大橋しん
ライプツィヒで女神に出会う
更新日:2020年8月25日
学生ビザ申請のために尋ねた外国人局は外にアラブ系の人々が溢れ出ていたのですが、脇を通り抜け一階のロビーへ。
ここの待合のベンチは既に埋まり、座れない人たちが部屋を埋め尽くして、掲示板に表示される番号を睨んだり、伏せたり喋ったりしていました。
殆どがアラブ系、そして黒人、東南アジア系、東欧スラブ系といった人たちが入り混じって、ビザか他の用かを待っているのです。
掲示板と案内を何とか判読し、学校からの案内のあった者の学生ビザの発給は2階に回る事が分かったので、群衆を気にせず奥の階段に進みました。
2階に上がると横並びのオフィスに、これもまた廊下に長蛇の列ができていました。
「今日中にビザは取れるのだろうか?」
「この人達は何の用で並んでいるんだろう?」
「ドイツで手続きするときはいつもこんな事になるのか?」
不安で頭がいっぱいになっていきます。
ひとつの部屋の前に案内人が立っていて、学生ビザの仮申請証をもらうように言われたと伝えるとこちらへ並べとひとつの列の最後尾を指定されました。
その列に並ぶと、列の折り返した向かいに菊の御紋の赤いパスポートが見えて、思わず
「日本の方ですか?」
と言うと、
「ゴメーン私この町すぐ出ていくので…」
という謎の返事に、僕はおそらく顔が???となったのでしょう。
声を掛けた人を見ると、美しい日本人の女性が、気まずい顔をしているのでした。
後に分かっていくのですが、ドイツにいる日本人女性は多少なりともフィジカルに整っていると人種関係なく異様にモテるのです。
この女性、ミキさんという方も始終ナンパされているので即断りが習慣ついており、僕がナンパで声掛けしてきたと思ったようでした。

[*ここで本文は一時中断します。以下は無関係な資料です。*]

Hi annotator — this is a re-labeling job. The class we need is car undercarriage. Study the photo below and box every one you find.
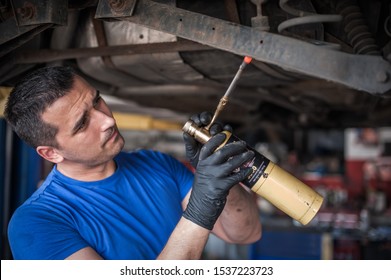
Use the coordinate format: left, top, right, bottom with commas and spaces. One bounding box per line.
1, 0, 391, 135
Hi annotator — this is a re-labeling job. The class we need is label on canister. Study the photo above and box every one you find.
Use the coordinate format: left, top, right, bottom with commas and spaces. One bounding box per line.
223, 133, 271, 189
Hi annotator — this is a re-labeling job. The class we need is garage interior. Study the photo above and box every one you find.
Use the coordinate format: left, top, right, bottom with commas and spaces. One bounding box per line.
1, 0, 391, 259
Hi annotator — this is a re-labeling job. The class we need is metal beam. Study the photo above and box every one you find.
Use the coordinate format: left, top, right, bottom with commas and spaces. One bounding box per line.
11, 40, 212, 64
11, 0, 67, 26
96, 0, 391, 95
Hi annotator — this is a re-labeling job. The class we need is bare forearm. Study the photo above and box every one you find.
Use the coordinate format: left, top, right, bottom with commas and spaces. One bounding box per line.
215, 184, 261, 243
157, 217, 210, 259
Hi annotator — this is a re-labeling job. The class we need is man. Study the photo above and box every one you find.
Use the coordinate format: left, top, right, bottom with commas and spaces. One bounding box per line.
4, 66, 261, 260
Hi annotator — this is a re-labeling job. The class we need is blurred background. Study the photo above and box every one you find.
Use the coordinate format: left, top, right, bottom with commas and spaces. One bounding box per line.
1, 0, 391, 259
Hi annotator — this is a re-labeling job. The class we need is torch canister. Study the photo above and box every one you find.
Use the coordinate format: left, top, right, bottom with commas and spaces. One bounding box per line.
183, 120, 324, 225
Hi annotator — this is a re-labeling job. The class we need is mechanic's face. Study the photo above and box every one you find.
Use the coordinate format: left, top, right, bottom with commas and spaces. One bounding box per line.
41, 75, 124, 167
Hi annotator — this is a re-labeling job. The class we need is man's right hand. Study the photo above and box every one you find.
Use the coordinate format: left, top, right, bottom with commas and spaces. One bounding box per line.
183, 132, 254, 230
183, 111, 232, 168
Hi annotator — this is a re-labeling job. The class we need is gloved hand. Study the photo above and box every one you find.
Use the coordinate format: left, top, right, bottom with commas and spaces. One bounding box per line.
183, 111, 232, 168
183, 132, 254, 230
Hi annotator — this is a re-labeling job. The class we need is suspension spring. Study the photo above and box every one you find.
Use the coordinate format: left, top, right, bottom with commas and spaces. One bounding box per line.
336, 0, 380, 55
278, 0, 342, 35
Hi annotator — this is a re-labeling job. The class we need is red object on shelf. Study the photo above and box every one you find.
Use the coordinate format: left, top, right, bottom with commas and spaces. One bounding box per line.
302, 160, 368, 197
302, 174, 345, 190
345, 160, 367, 197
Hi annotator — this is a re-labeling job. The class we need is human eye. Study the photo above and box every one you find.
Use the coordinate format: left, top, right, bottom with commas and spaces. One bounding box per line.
93, 91, 102, 107
73, 113, 89, 134
78, 117, 88, 130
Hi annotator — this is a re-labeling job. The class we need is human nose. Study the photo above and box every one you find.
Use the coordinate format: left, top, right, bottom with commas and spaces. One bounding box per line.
92, 107, 115, 131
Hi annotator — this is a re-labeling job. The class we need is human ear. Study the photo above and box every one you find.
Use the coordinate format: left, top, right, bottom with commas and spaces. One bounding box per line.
36, 146, 64, 164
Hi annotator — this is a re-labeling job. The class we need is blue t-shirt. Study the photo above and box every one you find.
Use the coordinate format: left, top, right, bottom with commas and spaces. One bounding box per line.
8, 150, 194, 260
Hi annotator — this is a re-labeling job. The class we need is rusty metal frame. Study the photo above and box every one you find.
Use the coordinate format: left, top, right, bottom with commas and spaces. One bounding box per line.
95, 0, 137, 18
11, 0, 67, 26
0, 0, 67, 45
0, 17, 37, 45
95, 0, 391, 95
10, 40, 212, 64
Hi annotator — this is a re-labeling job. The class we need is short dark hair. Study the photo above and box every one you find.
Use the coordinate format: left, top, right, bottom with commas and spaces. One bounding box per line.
4, 66, 76, 148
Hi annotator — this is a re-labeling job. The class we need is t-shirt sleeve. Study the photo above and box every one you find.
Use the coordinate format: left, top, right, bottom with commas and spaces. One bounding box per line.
8, 205, 90, 260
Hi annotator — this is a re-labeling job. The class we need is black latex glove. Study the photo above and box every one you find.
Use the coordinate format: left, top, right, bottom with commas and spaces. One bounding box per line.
183, 132, 254, 230
183, 111, 232, 168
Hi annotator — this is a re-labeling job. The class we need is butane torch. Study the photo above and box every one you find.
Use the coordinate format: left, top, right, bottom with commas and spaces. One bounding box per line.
183, 56, 324, 225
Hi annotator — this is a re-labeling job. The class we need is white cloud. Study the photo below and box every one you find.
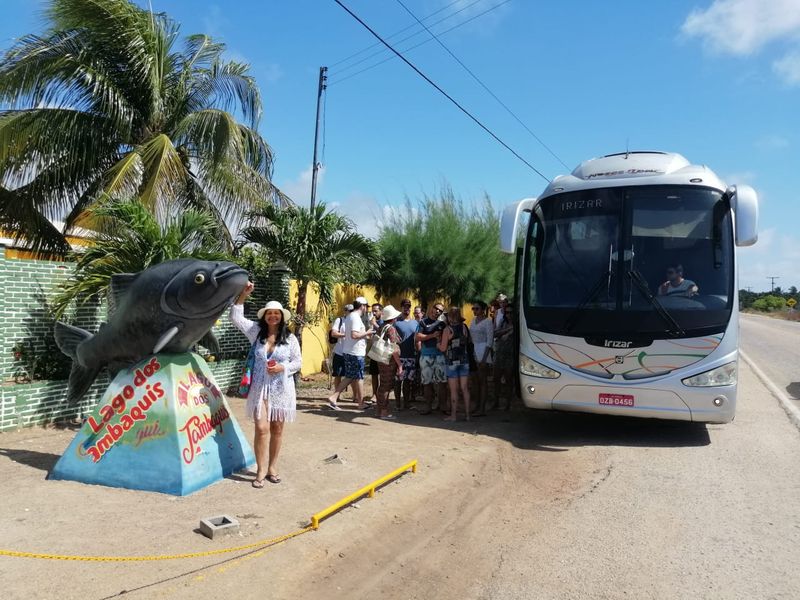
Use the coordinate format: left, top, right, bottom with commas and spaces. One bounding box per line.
681, 0, 800, 55
738, 227, 800, 291
681, 0, 800, 86
773, 50, 800, 85
335, 193, 384, 239
755, 134, 790, 150
277, 164, 324, 205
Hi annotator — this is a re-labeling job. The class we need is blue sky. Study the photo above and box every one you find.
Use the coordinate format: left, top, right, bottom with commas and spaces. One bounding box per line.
1, 0, 798, 292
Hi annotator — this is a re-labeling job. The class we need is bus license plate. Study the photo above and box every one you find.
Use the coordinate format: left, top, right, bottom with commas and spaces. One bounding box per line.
599, 393, 634, 407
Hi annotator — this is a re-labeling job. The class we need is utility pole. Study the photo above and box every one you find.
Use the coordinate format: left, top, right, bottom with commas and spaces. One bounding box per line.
767, 276, 780, 293
309, 66, 328, 211
746, 287, 752, 293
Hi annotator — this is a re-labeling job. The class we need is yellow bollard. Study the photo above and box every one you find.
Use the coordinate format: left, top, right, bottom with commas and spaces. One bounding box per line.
310, 460, 417, 530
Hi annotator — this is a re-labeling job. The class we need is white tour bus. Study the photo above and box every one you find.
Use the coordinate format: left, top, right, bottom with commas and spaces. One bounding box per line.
500, 151, 758, 423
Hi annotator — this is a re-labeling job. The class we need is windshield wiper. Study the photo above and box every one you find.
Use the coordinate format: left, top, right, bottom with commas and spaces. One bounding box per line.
564, 270, 611, 333
627, 269, 685, 337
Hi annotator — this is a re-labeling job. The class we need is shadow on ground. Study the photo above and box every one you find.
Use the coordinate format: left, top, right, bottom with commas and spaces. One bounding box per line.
296, 395, 711, 450
786, 382, 800, 400
0, 447, 62, 472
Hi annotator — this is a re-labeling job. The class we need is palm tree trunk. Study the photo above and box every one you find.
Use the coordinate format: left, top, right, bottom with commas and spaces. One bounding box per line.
295, 280, 308, 350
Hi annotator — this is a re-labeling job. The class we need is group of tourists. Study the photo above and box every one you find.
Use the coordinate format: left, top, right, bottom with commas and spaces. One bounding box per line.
326, 294, 517, 422
226, 280, 517, 490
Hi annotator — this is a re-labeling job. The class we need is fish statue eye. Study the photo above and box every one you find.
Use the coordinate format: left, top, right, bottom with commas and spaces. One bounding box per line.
194, 272, 206, 285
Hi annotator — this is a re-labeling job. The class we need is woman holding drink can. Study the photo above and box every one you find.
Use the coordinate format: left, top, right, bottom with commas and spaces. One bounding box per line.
231, 282, 302, 488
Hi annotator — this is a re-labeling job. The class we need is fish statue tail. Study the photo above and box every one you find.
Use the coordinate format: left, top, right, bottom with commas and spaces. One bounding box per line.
54, 322, 92, 359
54, 322, 100, 405
66, 361, 101, 405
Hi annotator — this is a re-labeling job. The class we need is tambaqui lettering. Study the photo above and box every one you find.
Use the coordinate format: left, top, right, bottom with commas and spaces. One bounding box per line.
179, 407, 231, 464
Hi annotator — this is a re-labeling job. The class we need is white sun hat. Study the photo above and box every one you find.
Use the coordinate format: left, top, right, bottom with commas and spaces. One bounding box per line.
355, 295, 368, 305
257, 300, 291, 323
381, 305, 401, 322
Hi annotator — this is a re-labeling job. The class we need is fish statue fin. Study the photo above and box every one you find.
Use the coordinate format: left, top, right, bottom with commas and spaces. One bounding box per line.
197, 330, 220, 354
54, 321, 93, 358
153, 325, 181, 354
66, 361, 101, 406
108, 272, 139, 316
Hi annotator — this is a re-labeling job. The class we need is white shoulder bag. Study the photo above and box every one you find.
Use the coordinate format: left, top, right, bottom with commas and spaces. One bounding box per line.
368, 324, 399, 365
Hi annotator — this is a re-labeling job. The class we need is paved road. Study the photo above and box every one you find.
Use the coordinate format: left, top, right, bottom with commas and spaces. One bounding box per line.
740, 312, 800, 404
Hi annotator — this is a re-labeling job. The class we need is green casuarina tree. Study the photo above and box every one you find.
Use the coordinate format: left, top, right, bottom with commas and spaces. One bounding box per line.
374, 186, 514, 307
241, 202, 381, 346
0, 0, 284, 254
51, 198, 229, 318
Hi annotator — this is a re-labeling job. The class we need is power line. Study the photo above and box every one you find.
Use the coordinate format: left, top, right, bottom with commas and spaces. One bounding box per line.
331, 0, 550, 182
329, 0, 474, 69
328, 0, 512, 86
394, 0, 570, 171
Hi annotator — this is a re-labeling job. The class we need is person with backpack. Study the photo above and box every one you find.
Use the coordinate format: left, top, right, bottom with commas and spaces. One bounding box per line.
438, 306, 472, 422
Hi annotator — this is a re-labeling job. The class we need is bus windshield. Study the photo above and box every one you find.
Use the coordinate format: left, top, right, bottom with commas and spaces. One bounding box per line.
523, 185, 733, 339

さて、僕の顔を見返して彼女はおそらくナンパではなかったと分かり態度を改め、
「日本から来られたばかりですか?なにかお困りですか?」
というところから始まって数日間、彼女にライプツィヒのあちこちに連れていってもらい、生活の基盤がすっかり整うことになっていきます(*ラブストーリーには至りません)。